En unos pocos días a partir de ahora, nos sentaremos en el suelo, sin afeitar, tristes, melancólicos y de luto. A través de nuestra exploración de los  Kinnot, revisaremos y volveremos a visitar las tragedias de la historia judía: la destrucción de los dos templos, la inquisición, la expulsión de España, las Cruzadas y la atrocidad más horrible conocida por la humanidad, el  Holocausto.

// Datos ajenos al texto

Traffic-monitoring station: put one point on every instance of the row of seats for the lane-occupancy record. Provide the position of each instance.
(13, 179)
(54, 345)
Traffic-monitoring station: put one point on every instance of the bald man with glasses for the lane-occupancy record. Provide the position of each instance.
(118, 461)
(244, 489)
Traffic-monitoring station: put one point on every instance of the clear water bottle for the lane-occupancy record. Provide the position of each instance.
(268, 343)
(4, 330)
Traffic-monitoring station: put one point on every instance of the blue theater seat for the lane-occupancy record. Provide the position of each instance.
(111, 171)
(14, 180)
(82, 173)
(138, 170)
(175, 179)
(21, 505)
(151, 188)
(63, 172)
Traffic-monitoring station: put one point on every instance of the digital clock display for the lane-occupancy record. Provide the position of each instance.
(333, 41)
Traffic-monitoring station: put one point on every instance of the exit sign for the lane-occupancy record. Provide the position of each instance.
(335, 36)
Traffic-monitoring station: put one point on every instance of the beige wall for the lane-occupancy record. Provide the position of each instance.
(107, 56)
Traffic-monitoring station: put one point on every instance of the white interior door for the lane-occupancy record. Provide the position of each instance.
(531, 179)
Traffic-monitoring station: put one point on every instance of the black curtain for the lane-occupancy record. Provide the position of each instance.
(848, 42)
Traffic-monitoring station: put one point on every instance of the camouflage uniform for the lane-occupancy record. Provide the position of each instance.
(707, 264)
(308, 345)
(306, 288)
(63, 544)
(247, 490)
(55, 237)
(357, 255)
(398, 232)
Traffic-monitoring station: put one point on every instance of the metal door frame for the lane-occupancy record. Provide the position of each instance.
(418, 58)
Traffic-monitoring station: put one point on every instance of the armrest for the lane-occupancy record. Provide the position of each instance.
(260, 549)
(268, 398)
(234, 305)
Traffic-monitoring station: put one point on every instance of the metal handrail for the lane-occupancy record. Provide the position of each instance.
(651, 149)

Nuestros rabinos, al tratar de entender por qué sucedieron estas cosas, nos animaron a examinar cómo tratamos a los demás. ¿Nos  sentamos a juzgar, sacamos conclusiones injustas y rechazamos a las personas que no están de acuerdo con nosotros o piensan de manera diferente a la nuestra? Cuando somos críticos con las instituciones comunitarias como el shul o la escuela, ¿somos como Beit Hillel, primero tratando de entender antes de intentar ser entendido? Cuando se nos dice información desfavorable y poco halagadora sobre personas que conocemos, ¿suponemos que la versión que escuchamos es correcta, precisa y la verdad? ¿O tenemos cuidado de asegurarnos de que todos los lados estén representados metafóricamente en la sala antes de tomar una decisión?

Cuando vemos que los líderes públicos intentan equilibrar las preocupaciones por la salud pública, la angustia económica y el bienestar mental y emocional de adultos, niños y todos los demás, ¿trataremos de comprender las políticas y decisiones antes de criticar reflexivamente? Y aunque ciertamente no debemos tolerar a nadie que a sabiendas pone en peligro a otros, ¿podemos tratar de ser menos críticos con las pautas que las personas han elegido seguir por sí mismas y al mismo tiempo abogar por un comportamiento seguro de todos?

Si anhelamos verdaderamente y genuinamente nuestro  Templo Sagrado en Jerusalem, y por un tiempo de paz, tranquilidad y prosperidad, entonces debemos trabajar en juzgar de manera justa y precisa. Debemos ser más como Beit Hillel escuchando las posiciones de los demás antes de discutir las nuestras.